International Society for Technology in Education (ISTE) Educator Standard 4

ISTE Educator Standard 4: Collaborator: Educators dedicate time to collaborate with both colleagues and students to improve practice, discover and share resources and ideas, and solve problems. Educators: 

  1. Dedicate planning time to collaborate with colleagues to create authentic learning experiences that leverage technology.
  2. Collaborate and co-learn with students to discover and use new digital resources and diagnose and troubleshoot technology issues.
  3. Use collaborative tools to expand students’ authentic, real-world learning experiences by engaging virtually with experts, teams and students, locally and globally.
  4. Demonstrate cultural competency when communicating with students, parents and colleagues and interact with them as co-collaborators in student learning.
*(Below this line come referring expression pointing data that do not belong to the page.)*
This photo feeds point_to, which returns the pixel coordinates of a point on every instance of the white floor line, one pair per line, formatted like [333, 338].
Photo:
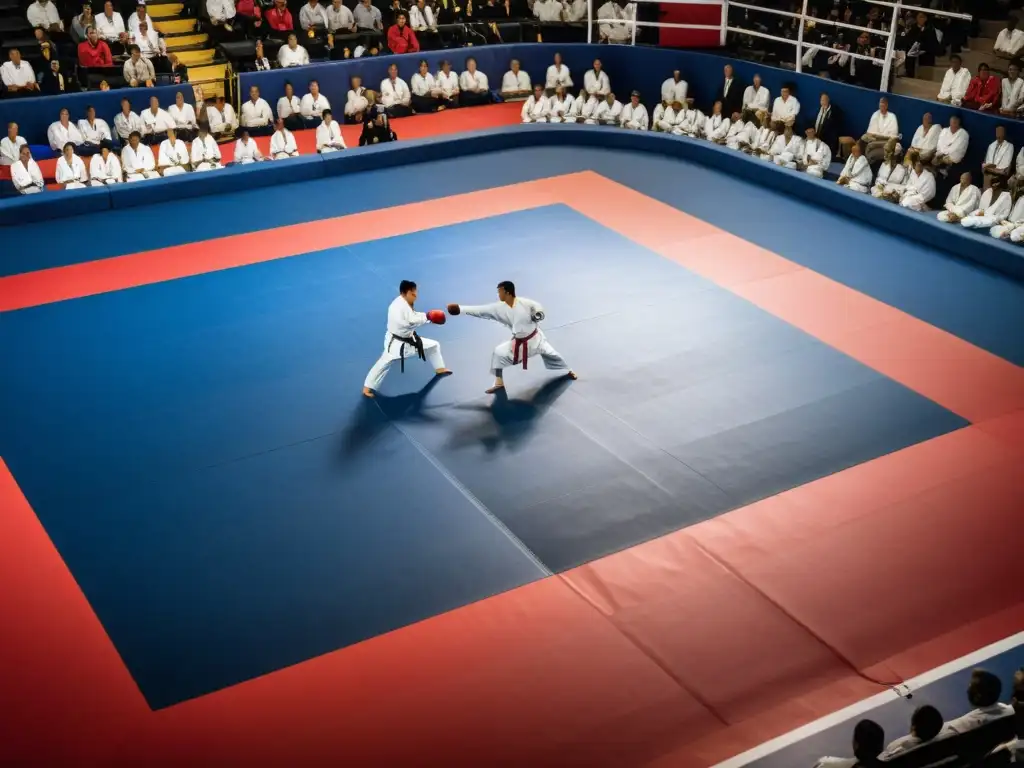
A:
[861, 708]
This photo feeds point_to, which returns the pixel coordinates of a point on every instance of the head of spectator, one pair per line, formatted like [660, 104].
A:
[984, 688]
[868, 741]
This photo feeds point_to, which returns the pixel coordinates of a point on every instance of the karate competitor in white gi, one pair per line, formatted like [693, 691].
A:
[523, 317]
[400, 340]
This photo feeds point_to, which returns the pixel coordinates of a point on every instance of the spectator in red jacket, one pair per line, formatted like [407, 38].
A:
[983, 92]
[400, 38]
[94, 52]
[280, 17]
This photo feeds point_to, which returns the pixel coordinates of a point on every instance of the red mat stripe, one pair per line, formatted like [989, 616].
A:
[649, 651]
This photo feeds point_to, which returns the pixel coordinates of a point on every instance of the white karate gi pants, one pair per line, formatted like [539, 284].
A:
[392, 353]
[503, 355]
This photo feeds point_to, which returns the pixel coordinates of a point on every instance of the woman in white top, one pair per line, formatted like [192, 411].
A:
[329, 135]
[355, 101]
[173, 158]
[25, 174]
[246, 151]
[425, 93]
[473, 89]
[205, 153]
[104, 168]
[71, 173]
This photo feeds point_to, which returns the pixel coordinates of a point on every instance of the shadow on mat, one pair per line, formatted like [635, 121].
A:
[373, 416]
[509, 420]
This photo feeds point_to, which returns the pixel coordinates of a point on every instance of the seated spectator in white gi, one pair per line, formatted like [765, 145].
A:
[1010, 41]
[62, 131]
[246, 151]
[312, 105]
[891, 173]
[94, 131]
[920, 188]
[612, 19]
[17, 76]
[793, 148]
[962, 201]
[868, 741]
[756, 96]
[675, 88]
[536, 109]
[44, 15]
[448, 83]
[883, 131]
[71, 173]
[998, 159]
[10, 145]
[984, 689]
[816, 156]
[856, 173]
[689, 121]
[205, 153]
[426, 96]
[558, 74]
[256, 115]
[785, 110]
[183, 115]
[173, 160]
[220, 116]
[156, 122]
[25, 174]
[473, 88]
[951, 147]
[596, 82]
[104, 166]
[560, 105]
[549, 10]
[329, 135]
[635, 115]
[607, 112]
[138, 71]
[515, 83]
[355, 101]
[716, 126]
[1012, 93]
[740, 133]
[926, 138]
[283, 143]
[395, 95]
[137, 160]
[293, 54]
[954, 83]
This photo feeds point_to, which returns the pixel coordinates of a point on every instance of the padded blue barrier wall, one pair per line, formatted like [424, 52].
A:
[34, 116]
[924, 227]
[643, 69]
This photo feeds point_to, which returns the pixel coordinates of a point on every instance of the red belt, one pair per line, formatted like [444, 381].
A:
[523, 344]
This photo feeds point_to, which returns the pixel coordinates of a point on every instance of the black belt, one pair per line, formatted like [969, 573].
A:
[415, 341]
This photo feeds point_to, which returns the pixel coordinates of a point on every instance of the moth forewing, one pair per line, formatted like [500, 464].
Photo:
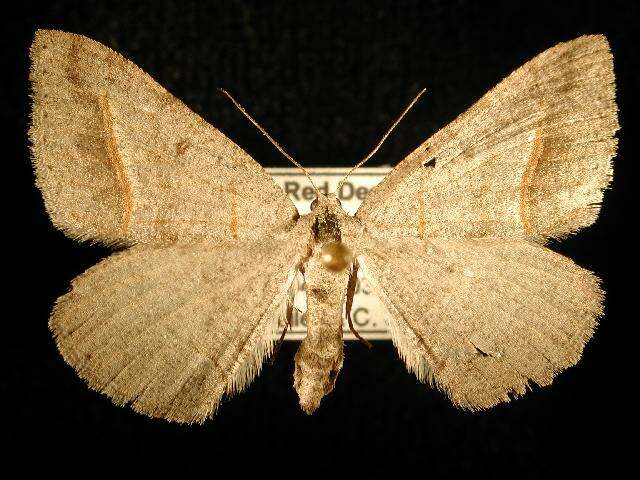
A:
[446, 239]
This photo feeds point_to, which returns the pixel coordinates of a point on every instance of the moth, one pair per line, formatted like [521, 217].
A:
[452, 240]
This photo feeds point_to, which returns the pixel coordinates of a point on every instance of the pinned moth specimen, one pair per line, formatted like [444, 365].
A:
[452, 240]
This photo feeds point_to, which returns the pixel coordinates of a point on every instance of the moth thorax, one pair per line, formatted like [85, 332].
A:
[335, 256]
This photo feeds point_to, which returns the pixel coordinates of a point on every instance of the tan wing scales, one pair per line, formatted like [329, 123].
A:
[120, 160]
[482, 318]
[170, 330]
[530, 159]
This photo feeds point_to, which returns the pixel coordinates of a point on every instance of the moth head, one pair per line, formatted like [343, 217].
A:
[326, 204]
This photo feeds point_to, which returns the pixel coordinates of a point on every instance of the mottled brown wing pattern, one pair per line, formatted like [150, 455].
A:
[482, 318]
[119, 160]
[476, 305]
[169, 330]
[530, 159]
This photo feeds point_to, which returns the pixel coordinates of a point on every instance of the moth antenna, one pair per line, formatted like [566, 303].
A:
[264, 132]
[361, 162]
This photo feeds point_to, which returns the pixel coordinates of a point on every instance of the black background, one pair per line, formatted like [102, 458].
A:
[326, 79]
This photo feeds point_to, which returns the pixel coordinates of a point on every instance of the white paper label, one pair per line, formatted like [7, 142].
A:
[368, 313]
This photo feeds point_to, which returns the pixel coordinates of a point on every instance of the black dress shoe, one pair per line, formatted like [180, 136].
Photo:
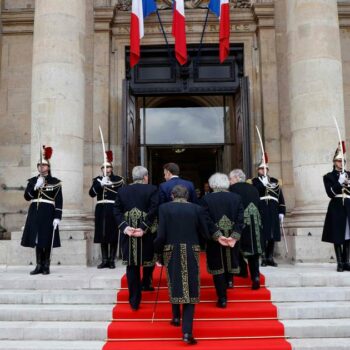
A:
[340, 267]
[175, 322]
[188, 338]
[229, 284]
[222, 303]
[256, 283]
[271, 262]
[147, 288]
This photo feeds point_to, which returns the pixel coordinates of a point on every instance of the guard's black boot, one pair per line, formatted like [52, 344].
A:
[188, 338]
[271, 248]
[339, 256]
[39, 262]
[46, 266]
[104, 250]
[112, 254]
[346, 255]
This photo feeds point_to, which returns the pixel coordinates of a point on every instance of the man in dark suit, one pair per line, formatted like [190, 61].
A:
[182, 226]
[135, 211]
[171, 176]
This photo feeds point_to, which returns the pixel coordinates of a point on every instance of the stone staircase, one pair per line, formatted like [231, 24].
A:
[71, 308]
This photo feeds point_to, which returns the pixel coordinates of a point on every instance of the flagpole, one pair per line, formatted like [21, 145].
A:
[165, 38]
[202, 36]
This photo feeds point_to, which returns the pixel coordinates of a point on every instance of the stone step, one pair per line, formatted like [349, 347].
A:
[320, 344]
[52, 345]
[317, 328]
[310, 310]
[28, 330]
[309, 294]
[305, 275]
[11, 312]
[57, 297]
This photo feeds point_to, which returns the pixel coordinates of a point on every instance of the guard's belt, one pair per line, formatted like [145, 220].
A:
[269, 197]
[41, 200]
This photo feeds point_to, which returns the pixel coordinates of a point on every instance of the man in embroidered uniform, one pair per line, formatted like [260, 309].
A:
[226, 211]
[336, 227]
[171, 176]
[250, 242]
[44, 214]
[135, 211]
[106, 230]
[182, 227]
[273, 210]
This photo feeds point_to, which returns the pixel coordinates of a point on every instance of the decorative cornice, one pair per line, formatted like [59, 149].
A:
[17, 22]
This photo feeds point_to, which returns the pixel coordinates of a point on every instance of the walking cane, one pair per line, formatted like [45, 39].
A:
[156, 301]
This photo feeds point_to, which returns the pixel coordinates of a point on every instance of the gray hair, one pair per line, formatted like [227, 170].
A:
[138, 173]
[179, 191]
[239, 174]
[219, 181]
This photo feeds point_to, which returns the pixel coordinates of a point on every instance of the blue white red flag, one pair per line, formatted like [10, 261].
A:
[139, 11]
[179, 31]
[221, 8]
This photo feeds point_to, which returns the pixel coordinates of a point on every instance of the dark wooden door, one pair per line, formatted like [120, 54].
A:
[131, 132]
[242, 154]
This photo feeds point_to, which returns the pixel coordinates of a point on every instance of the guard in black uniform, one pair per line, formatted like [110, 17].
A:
[273, 210]
[250, 242]
[337, 222]
[44, 214]
[135, 210]
[106, 229]
[182, 228]
[226, 211]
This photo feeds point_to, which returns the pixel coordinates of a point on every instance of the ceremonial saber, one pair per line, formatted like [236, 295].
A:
[104, 152]
[262, 149]
[284, 236]
[340, 144]
[156, 301]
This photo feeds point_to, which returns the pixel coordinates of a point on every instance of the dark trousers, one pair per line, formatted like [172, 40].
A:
[134, 285]
[147, 276]
[187, 316]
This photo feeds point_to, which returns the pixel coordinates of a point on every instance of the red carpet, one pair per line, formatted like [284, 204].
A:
[248, 323]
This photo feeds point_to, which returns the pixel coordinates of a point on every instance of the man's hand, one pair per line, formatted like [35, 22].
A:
[223, 241]
[55, 223]
[129, 231]
[231, 242]
[39, 182]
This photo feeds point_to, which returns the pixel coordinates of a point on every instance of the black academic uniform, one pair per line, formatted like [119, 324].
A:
[182, 227]
[46, 205]
[250, 242]
[136, 206]
[337, 218]
[226, 211]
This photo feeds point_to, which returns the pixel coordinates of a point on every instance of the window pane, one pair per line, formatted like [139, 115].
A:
[189, 125]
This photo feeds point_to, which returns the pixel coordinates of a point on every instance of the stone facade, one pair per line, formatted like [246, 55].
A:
[278, 46]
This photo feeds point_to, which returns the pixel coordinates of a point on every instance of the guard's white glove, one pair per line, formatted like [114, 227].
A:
[39, 183]
[55, 223]
[129, 231]
[105, 181]
[342, 178]
[265, 180]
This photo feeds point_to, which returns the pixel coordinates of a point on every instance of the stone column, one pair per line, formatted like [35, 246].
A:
[58, 92]
[315, 95]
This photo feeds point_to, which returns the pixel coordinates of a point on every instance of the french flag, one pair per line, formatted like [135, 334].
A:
[222, 10]
[179, 31]
[139, 11]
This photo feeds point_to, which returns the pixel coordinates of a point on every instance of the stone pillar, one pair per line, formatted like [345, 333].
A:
[58, 92]
[315, 95]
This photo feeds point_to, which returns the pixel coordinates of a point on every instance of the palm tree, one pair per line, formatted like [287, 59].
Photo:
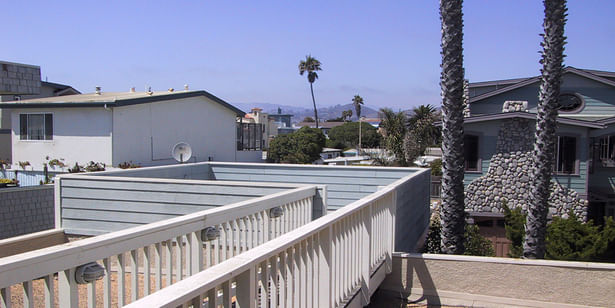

One of the things that I like about this standard is the inclusion of students as potential collaborators for educators.  We are charged with educating all of the students that come through our door, whether physical or virtual, but we also have so much that we can learn from these students.  One concept that I used to explain to my students in September was that my job was to figure out what unique thing each of them had to teach me, and then learn from them over the course of the year.  When we become co-learners with our students and learn with them as the “chief learner” in the classroom, then we are able to try out lesson ideas that wouldn’t normally work because we’ve modeled that we don’t know everything and that learning together is important.  With this in mind, I’d like to focus on the second component of ISTE Educator Standard 4, because when learning something so entirely new such as online learning there is no way to successfully accomplish this without our students help so we need to be able to collaborate, co-learn, discover, diagnose, and troubleshoot together.

Essential Question

How can teachers and students utilize online tools and resources together in lieu of hands-on learning with physical manipulatives?

Virtual Hands-on Learning

Hands-on learning is so important.  I chose the essential question because I am very interested in how educators may be looking to uniquely engage students with online tools that attempt to simulate hands-on learning.  Even though one cannot truly substitute or replicate, there are some resources out there that attempt to provide the next best thing. Since humans are wired to learn via their hands (see homunculus model), I believe it’s important to do as much with our hands in a virtual online learning environment as possible.  The close that we, as educators, can come to helping our learners simulate hands-on learning in an online environment then the more effective we can be in terms of maximizing natural learning modalities, individual comprehension, and overall learning retention.

Computer Assisted Design

Computer assisted design, or CAD, programs help people to create a variety of virtual design versions of real physical objects.  This can be as simple as dealing with very basic shapes to things as complex and intricate as microprocessors, engines, and airplanes.  There are many advantages to CAD programs, but most relevant application in this case is the ability to design and interact with virtual versions of physical objects.  In many ways, this is the closest virtual version of hands-on manipulatives. There are dozens of CAD programs so one of the biggest challenges is finding the right program to utilize in an educational environment.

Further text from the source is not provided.